6. Pulmonary Embolism

Diagnosis

  • CTPA first-line.
  • V/Q scan if renal impairment.
  • Wells score: ≤4 + D-dimer → exclude; >4 → CTPA.
  • PERC only if very low risk.

Management

  • DOAC first-line.
  • Massive PE + hypotension → thrombolysis.
  • Unprovoked → 6 months.
  • Provoked → 3 months.

Clues

  • Sinus tachycardia most common ECG finding.
  • S1Q3T3 = rare but classic.
  • Normal CXR.

7. Aortic Dissection

  • Type A → surgery + IV labetalol.
  • Type B → medical (BP control).
  • CT angiography = gold standard.
  • TOE if unstable.
  • Pulse deficit, tearing chest pain, neuro symptoms.

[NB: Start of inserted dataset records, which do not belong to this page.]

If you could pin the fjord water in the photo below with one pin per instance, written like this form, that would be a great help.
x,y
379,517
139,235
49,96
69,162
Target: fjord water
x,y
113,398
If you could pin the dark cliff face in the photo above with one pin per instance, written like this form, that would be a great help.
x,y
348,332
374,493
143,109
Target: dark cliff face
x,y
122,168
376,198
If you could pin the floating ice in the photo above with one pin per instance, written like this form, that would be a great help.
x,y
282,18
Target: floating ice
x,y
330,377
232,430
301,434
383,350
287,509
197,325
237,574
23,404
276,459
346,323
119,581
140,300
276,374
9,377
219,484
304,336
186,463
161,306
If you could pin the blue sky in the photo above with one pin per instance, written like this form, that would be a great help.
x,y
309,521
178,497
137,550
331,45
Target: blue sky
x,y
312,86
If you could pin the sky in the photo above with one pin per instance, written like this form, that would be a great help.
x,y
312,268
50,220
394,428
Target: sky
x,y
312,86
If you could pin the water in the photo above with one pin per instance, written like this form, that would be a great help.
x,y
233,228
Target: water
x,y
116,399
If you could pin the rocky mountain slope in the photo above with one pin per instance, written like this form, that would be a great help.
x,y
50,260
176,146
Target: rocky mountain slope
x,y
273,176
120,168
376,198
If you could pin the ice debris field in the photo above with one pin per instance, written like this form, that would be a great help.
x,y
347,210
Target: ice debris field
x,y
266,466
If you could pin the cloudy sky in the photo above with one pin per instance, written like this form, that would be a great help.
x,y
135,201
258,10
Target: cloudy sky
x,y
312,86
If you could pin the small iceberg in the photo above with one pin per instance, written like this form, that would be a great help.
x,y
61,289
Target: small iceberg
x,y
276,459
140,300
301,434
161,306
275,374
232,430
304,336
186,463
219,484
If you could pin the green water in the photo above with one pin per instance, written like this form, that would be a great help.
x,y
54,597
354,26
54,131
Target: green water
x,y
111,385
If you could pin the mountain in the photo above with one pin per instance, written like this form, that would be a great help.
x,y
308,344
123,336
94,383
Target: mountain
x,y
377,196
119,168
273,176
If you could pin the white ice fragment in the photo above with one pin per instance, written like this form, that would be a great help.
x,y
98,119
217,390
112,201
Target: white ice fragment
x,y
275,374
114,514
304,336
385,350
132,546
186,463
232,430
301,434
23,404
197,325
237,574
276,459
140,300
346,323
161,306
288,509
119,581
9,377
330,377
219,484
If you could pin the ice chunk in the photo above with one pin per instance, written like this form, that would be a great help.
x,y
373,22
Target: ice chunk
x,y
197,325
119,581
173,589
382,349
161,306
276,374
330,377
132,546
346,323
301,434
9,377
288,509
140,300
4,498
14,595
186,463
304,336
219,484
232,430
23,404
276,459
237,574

8. Hypertension (NICE Framework)

Diagnosis

  • ABPM preferred.
  • Stage 1 = 140/90.
  • Stage 2 = 160/100.
  • Severe = ≥180/120 (emergency if end-organ damage).

Treatment Ladder

  • ACE-i → + CCB → + thiazide → add spironolactone.
  • >55 or Black African: CCB first → add ACE-i/ARB → then thiazide.
  • Diabetes: ACE-i/ARB first-line regardless of age.

Key Drug Effects

  • ACE-i → hyperkalaemia, renal artery stenosis issue.
  • Thiazides → hypokalaemia, gout, hypercalcaemia.
  • CCB → ankle swelling, flushing.
  • Beta blockers → erectile dysfunction, cold peripheries.

9. ECG High-Yield

  • Hyperkalaemia → peaked T waves.
  • Hypokalaemia → U waves, long QT.
  • Hypercalcaemia → short QT.
  • Hypothermia → J waves.
  • Pericarditis → PR depression + saddle ST elevation.
  • Tamponade → electrical alternans.
  • PE → sinus tachycardia.

10. ALS / Emergencies

  • VF/VT: Shock → amiodarone after 3 shocks.
  • Adrenaline: 1 mg every 3–5 min.
  • Asystole/PEA: CPR + adrenaline (no atropine).
  • IO route if no IV access.
  • Left lateral tilt in pregnancy >20 weeks.
  • CPR ratio 30:2.
  • Thrombolysis in arrest if PE suspected → prolonged CPR.

11. Toxicology & Interactions

  • Digoxin toxicity ↑ with hypokalaemia, amiodarone, thiazides.
  • Digibind = antidote.
  • Warfarin reversed by vitamin K + PCC.
  • Macrolides + statins → rhabdomyolysis risk.
  • Macrolides → QT prolongation.
  • Flecainide only if no structural heart disease.